En décembre 1893 paraît le dernier tome de la « Nouvelle géographie universelle », chef-d’œuvre scientifique d’Elisée Reclus. À l’occasion de cette publication, la presse célèbre le génie scientifique – mais n’oublie pas le militant anarchiste.

En 1893, le géographe Elisée Reclus [lire notre article] réalise le dernier voyage d’étude qui permettra de terminer son œuvre majeure, la Nouvelle géographie universelle. Depuis 1875, il s’est attelé à la tâche colossale de décrire et d’expliquer le monde à travers 18 tomes qui abordent chacun une zone géographique.

« Le géographe Elisée Reclus, qui est en ce moment dans la république argentine, se dispose à rentrer en France.

Il a pris sur place des notes pour sa géographie de l’Amérique du Sud, et dans une lettre qu’il écrivait récemment à l’un de ses amis, il disait avoir recueilli des documents très importants.

M. Elisée Reclus qui a emmené sa femme avec lui, ajoute que, très probablement, ses grands voyages s’arrêteront là, car le jour n’est pas loin où il pourra écrire le mot “fin” sur le dernier feuillet du dernier tome de sa colossale géographie universelle. »

En effet, le 19e tome consacré à l’Amérique du Sud est le dernier de la série (qui sera complétée par une annexe de statistiques).

Sous-titré « La terre et les hommes », la Nouvelle géographie universelle est une somme de connaissance inédite qui renforce encore le prestige scientifique d’Elisée Reclus, qui « a élevé aux sciences géographiques un monument sans rival ».

« Nous n'avons pas à revenir ici sur le mérite scientifique et littéraire de l'œuvre de E. Reclus, qui constitue une encyclopédie géographique unique en son genre ;

mais il nous sera du moins permis de rendre hommage à l'infatigable activité et à la rare persévérance de l'auteur, qui a doté la France d'un monument géographique sans précédent comme sans rival, et qui, comme Buffon, auquel il ̃peut être comparé sans désavantage, a mérité le glorieux titre d'historien de la nature et des hommes. »

Si les louanges sur l’inestimable avancée scientifique que représente cet ouvrage sont nombreuses, la plupart des journaux n’oublient pas de mentionner ce qui fait d’Elisée Reclus un personnage connu depuis longtemps : ses positions anarchistes.
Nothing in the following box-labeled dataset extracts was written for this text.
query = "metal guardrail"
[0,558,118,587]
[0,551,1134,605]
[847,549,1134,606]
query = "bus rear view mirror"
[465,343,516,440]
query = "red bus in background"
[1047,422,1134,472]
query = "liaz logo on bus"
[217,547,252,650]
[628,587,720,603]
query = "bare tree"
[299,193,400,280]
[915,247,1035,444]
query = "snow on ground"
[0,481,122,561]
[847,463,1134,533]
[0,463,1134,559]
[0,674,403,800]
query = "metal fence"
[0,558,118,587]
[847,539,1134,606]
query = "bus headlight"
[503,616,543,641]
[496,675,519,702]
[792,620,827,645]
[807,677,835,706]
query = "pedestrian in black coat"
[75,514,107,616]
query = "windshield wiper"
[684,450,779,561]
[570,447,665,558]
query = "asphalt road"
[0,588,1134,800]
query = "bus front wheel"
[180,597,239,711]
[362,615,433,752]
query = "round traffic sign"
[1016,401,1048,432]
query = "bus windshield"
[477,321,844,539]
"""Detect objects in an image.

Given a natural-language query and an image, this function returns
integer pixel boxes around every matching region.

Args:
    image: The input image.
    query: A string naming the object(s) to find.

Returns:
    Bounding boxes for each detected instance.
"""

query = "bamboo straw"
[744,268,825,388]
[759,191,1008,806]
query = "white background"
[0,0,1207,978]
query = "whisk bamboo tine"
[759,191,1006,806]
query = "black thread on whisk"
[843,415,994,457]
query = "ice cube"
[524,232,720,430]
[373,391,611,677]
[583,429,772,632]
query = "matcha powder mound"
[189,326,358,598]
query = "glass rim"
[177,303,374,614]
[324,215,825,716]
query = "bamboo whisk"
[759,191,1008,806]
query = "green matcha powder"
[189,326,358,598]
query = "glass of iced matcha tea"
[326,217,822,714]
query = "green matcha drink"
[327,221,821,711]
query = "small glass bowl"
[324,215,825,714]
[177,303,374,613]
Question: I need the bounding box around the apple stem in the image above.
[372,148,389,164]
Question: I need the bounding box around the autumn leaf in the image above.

Figure de la Commune en 1871, son aura scientifique lui a évité une déportation certaine en Nouvelle-Calédonie, transformée en dix ans de bannissement hors de France. Cependant, l’exil n’y a rien fait : Elisée Reclus est toujours anarchiste.

Pour Le Siècle, la « contradiction » entre sa rigueur scientifique et ses idées politiques doit engendrer chez lui une sorte de schizophrénie.

« M. Elisée Reclus a beau être anarchiste, faire parade d'opinions anarchistes ; il n'en est pas moins un géographe de premier ordre, et il n'en a pas moins édifié, à notre planète, un magnifique monument qui restera un honneur pour le dix-neuvième siècle, la science et la littérature françaises. […]

Comment cet homme a-t-il pu consacrer plus de vingt ans de sa vie à écrire dix-neuf énormes volumes, dans lesquels il entasse des renseignements encyclopédiques sur l'état social, intellectuel, moral des populations les plus variées et a-t-il été assez maître de lui-même pour n'y pas faire de propagande anarchiste ? […]

Alors c'est un spécimen de dédoublement dans le genre du docteur Jekyll, si curieusement inventé par Robert Stevenson. »

Carte des États-Unis, d'après le texte de la « Nouvelle Géographie universelle », par C. Perron sous la direction d'Elisée Reclus, 1892 - source : Gallica-BnF

La police, elle, se pose beaucoup moins de questions. Le 9 décembre 1893, Auguste Vaillant lance une bombe à la Chambre des députés. Il a, quelques jours auparavant, rendu visite à Paul Reclus, le neveu d’Elisée. Rien de bien étonnant, Elie (frère d’Elisée et père de Paul) est aussi militant anarchiste et les idées anarchistes ont essaimé de cet côté-là. (Le Figaro dresse plus tard un portrait bienveillant des cinq frères Reclus, tous extraordinaires chacun dans leur domaine).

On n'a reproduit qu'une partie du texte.